With proven ability to increase energy yield, anti-reflective coatings (ARCs) have firmly established themselves in PV manufacturing. The vast majority of module manufacturers now employ an ARC on the frontside glass of their products, and demand is developing for ‘aftermarket’ coatings to be applied on modules already in the field.
Beyond allowing more light through the glass and onto the active cell though, front glass coatings with the right properties can also help to reduce soiling – both increasing performance and reducing maintenance costs.

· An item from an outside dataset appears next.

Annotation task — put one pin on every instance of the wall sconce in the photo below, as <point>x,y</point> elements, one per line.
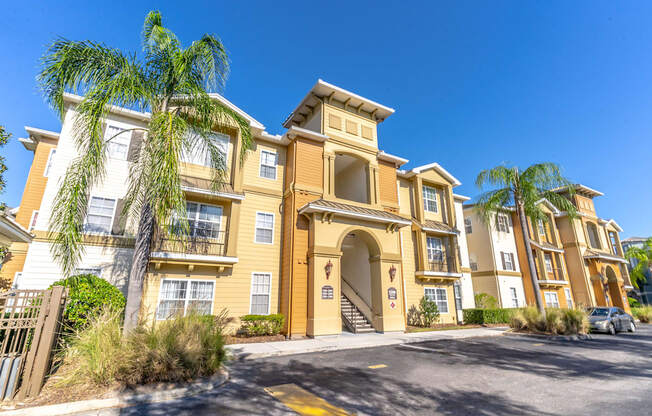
<point>392,273</point>
<point>328,268</point>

Coatings combining both properties have been introduced to market in the past couple of years, however challenges remain for producers to keep up with rapidly falling costs elsewhere in the PV module supply chain, and also to engineer coatings that can match the increasing lifetime guarantees manufacturers now need to offer. As the first line of defense between a module’s inner workings and the ambient environment, such coatings must offer excellent durability, including standing up to harsh cleaning solutions, for 30 years or even more in the field.
New solutions
Scientists led by Bilbao headquartered research institute Tecnalia investigated a range of different silica-based AR coating materials, as well as stacked-layer compositions, and different methods to deposit these onto the glass.
Testing a total of seven different configurations over a one-year period, the group found that porous methyl-silylated silica, prepared using a sintering process at 550 degrees Celsius offered the best overall performance. They also found that the use of an inner dense layer could improve the coating’s long-term performance.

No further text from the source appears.